I've purchased a 2 Tb Western digital Black Label drive to replace the original Western Digital 650 Gb drive. Physically, the old and new drives look the same, and use the same electrical connections. Using a USB adapter cable, I have successfully formatted the new drive, installed El Capitan and restored my data from my external backup disk with Time Machine.

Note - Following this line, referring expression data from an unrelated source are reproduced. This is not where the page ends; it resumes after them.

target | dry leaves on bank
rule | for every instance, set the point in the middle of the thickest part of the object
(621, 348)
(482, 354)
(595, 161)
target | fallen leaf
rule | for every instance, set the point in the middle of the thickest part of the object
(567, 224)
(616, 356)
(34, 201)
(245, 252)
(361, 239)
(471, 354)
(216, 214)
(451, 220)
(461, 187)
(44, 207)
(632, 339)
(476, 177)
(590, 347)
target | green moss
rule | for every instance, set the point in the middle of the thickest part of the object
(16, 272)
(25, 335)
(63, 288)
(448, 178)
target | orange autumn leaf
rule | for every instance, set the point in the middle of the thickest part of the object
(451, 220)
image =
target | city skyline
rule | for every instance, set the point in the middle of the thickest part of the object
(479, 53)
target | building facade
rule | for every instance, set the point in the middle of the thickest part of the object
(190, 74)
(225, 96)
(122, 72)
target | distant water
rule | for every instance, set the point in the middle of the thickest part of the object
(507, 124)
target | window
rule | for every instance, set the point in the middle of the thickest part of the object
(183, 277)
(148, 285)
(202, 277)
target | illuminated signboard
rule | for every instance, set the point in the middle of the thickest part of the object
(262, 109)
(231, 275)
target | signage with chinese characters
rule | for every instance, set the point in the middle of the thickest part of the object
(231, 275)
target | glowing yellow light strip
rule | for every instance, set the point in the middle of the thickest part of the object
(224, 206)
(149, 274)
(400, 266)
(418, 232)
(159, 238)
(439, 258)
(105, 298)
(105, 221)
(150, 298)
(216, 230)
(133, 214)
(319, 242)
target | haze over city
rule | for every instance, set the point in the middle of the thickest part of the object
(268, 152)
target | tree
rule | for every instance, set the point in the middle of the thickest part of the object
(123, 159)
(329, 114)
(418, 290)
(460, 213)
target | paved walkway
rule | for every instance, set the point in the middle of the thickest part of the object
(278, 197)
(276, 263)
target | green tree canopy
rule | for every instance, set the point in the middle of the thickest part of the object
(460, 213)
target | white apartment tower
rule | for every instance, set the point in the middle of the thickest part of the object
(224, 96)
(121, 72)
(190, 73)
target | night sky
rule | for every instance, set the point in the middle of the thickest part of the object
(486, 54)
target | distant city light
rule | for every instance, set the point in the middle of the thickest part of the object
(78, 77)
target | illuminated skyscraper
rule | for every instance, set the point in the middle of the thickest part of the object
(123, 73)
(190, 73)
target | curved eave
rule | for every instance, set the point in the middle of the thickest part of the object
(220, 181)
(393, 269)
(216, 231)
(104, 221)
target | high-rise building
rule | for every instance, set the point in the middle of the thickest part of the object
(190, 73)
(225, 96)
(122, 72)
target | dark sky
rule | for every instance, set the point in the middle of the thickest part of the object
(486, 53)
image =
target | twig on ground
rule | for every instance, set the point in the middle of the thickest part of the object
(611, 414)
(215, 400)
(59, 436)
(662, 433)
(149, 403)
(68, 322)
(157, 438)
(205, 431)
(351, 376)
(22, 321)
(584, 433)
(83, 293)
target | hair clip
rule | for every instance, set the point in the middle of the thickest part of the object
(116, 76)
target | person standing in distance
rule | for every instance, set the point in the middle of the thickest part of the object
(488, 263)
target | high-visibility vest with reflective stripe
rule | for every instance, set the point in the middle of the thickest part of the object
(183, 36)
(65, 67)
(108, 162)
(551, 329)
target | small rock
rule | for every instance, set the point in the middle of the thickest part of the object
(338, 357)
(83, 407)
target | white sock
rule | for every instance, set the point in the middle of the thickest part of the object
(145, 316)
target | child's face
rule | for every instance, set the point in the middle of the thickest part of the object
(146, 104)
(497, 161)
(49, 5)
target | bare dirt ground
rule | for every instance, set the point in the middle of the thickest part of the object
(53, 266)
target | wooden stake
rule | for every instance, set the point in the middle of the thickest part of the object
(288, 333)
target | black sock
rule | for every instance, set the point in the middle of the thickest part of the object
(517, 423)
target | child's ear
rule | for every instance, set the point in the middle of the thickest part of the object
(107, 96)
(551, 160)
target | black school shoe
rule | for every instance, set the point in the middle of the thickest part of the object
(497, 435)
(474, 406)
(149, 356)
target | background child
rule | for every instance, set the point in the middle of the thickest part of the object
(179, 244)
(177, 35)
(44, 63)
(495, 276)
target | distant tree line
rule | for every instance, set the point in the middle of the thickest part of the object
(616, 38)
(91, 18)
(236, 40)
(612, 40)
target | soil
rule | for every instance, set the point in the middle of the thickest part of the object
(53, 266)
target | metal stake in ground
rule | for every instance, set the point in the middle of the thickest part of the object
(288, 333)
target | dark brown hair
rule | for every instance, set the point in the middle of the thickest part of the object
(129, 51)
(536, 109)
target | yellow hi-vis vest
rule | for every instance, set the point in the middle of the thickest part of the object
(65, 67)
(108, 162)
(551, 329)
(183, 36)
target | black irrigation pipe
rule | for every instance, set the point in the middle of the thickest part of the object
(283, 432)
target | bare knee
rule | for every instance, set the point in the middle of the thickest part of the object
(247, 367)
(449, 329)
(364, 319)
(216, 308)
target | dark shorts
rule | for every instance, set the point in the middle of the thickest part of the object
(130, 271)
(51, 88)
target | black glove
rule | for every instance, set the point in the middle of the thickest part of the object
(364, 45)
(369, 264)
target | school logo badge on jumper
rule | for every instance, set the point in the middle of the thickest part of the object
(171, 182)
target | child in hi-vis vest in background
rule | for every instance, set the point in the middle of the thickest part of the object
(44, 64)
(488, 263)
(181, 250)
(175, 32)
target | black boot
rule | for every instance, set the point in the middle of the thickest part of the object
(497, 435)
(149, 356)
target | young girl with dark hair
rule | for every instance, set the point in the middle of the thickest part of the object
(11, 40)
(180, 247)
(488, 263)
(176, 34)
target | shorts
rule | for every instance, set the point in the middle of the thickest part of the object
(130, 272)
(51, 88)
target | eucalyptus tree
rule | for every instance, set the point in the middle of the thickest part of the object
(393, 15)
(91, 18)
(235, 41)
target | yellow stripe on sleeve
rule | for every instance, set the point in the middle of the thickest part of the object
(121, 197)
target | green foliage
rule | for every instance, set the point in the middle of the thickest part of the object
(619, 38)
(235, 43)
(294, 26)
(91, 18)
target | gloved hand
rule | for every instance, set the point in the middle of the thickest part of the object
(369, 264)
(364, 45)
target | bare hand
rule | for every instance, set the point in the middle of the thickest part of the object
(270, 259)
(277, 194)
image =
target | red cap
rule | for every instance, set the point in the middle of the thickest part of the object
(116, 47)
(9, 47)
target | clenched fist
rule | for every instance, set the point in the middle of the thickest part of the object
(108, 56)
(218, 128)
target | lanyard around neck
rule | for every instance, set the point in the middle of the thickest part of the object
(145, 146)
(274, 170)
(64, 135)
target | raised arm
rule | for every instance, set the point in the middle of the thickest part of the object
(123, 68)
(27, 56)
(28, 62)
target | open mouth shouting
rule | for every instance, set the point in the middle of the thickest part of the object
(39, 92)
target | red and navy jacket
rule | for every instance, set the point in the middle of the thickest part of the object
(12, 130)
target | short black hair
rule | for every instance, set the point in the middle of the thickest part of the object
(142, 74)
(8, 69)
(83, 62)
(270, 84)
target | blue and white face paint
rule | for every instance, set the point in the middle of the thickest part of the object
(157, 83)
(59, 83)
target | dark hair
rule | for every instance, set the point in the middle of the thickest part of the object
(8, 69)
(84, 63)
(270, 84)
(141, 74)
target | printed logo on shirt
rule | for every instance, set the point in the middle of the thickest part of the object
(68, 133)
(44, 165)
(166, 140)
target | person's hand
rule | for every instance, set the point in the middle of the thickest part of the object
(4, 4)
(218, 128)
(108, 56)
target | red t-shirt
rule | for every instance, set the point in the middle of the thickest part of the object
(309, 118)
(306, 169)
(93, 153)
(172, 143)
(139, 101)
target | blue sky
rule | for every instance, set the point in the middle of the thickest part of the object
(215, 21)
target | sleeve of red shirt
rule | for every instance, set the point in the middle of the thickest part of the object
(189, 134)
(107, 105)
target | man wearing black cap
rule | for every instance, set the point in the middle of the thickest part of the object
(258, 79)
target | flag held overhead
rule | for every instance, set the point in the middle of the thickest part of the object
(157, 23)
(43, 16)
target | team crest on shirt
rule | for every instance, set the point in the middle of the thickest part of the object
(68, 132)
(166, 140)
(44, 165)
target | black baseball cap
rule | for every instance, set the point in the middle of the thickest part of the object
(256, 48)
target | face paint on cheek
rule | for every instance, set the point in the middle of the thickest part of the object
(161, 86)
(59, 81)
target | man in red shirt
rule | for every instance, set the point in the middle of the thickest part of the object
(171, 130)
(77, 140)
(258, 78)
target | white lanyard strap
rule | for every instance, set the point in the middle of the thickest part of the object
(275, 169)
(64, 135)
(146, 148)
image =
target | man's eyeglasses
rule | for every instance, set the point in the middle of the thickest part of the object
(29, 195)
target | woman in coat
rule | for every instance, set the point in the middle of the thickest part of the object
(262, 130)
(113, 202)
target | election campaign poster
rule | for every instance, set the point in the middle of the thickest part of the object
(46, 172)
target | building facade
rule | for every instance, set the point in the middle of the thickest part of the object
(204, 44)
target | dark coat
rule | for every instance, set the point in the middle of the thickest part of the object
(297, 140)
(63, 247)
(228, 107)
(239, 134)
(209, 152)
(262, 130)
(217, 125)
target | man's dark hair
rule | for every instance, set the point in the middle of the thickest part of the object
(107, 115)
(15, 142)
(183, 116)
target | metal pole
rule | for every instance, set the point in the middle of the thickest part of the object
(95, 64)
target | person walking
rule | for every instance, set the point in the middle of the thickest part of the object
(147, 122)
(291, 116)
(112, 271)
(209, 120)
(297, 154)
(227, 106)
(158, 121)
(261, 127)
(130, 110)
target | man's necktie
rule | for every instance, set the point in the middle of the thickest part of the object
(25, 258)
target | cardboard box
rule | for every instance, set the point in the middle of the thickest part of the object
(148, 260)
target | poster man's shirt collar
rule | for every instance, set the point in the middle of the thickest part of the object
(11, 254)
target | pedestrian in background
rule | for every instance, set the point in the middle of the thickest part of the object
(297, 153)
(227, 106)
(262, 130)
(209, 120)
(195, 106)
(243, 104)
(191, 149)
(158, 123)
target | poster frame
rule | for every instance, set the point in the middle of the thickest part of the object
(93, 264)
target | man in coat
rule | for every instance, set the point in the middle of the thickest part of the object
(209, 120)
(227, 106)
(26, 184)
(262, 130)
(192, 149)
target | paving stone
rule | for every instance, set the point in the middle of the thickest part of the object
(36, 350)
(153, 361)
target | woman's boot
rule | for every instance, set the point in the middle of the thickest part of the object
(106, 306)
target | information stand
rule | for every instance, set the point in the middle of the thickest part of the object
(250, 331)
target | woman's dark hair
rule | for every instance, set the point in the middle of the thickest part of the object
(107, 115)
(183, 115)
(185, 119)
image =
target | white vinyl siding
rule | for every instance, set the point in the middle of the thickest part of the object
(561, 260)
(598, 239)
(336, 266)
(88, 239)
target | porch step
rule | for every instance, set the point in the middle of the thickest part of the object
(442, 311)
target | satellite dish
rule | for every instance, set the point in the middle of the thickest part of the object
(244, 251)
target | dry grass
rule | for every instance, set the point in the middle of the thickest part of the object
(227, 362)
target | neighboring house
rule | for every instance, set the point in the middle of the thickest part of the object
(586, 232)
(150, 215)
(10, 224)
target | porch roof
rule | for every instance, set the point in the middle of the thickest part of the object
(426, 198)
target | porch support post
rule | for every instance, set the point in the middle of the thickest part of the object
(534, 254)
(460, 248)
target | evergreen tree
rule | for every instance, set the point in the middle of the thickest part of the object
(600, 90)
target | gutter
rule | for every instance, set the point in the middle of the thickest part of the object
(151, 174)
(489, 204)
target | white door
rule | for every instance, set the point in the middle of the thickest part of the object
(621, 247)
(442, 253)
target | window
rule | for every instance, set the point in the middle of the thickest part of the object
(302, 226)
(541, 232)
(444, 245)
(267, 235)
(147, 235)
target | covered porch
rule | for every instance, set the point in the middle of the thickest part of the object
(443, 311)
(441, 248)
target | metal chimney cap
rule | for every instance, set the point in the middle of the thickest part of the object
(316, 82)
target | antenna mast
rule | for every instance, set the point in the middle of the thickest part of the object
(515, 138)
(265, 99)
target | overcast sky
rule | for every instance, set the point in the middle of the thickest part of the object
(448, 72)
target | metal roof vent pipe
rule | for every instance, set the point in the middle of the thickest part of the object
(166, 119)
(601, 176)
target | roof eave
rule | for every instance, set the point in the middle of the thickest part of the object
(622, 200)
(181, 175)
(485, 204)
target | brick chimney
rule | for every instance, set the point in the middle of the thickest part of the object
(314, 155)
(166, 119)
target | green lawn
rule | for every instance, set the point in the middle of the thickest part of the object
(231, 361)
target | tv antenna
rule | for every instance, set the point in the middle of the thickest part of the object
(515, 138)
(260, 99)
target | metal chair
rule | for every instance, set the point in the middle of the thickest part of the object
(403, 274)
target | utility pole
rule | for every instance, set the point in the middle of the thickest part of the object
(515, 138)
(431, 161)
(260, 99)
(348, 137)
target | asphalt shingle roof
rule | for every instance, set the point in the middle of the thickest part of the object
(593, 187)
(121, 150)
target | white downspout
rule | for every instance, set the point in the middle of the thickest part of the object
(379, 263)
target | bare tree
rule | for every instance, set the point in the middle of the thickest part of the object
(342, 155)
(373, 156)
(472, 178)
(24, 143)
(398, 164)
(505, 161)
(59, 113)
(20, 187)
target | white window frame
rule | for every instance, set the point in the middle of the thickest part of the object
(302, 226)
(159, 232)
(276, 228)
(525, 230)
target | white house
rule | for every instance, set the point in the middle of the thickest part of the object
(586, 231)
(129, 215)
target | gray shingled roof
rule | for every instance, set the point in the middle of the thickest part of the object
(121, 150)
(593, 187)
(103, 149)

Here is my conundrum: With the old drive still installed in the mac and the new drive connected via USB adapter I can use the Option key to select the boot drive. All drives show up, including the old, internal HD, my external backup HD, and the new WD 2 Tb drive. When I select the new drive (connected via USB) the computer boots up and runs just fine. However, when I install the new drive in the mac I cannot get it to boot up at all. When I try to use the option key to select the boot drive all I get is the white screen of death. I've tried this with all three drives connected, and with only the newly installed drive on board, and I get the same results each time. Also, the only keystroke that seems to work with the new drive installed is CMD+Option+P+R to reset the PRAM. I just can't figure why I can boot from the new drive when it's connected via USB, but not when it's installed in the mac.

I have an early 2009 24" iMac that I've updated to El Capitan. I use a wired Mac keyboard.

I've searched online and haven't been able to find information on how to resolve this particular problem. If anyone has any suggestions on what I'm doing wrong, or what step I am missing I would sure appreciate some advice.

Thanks in advance.
 

ET3SW

macrumors regular
Nov 6, 2011
196
98
TX
I have seen this before with newer drives that are SATA 3 on older macs. There is a jumper setting for SATA 2 speeds I believe it is 5 and 6 but should be printed on the label or in the box somewhere
 

mce993

macrumors newbie
Original poster
Sep 1, 2018
2
0
Puyallup, WA
I have seen this before with newer drives that are SATA 3 on older macs. There is a jumper setting for SATA 2 speeds I believe it is 5 and 6 but should be printed on the label or in the box somewhere

Thanks, ET3SW. I didn’t even think about jumper settings. I’ll check it tomorrow and post the results.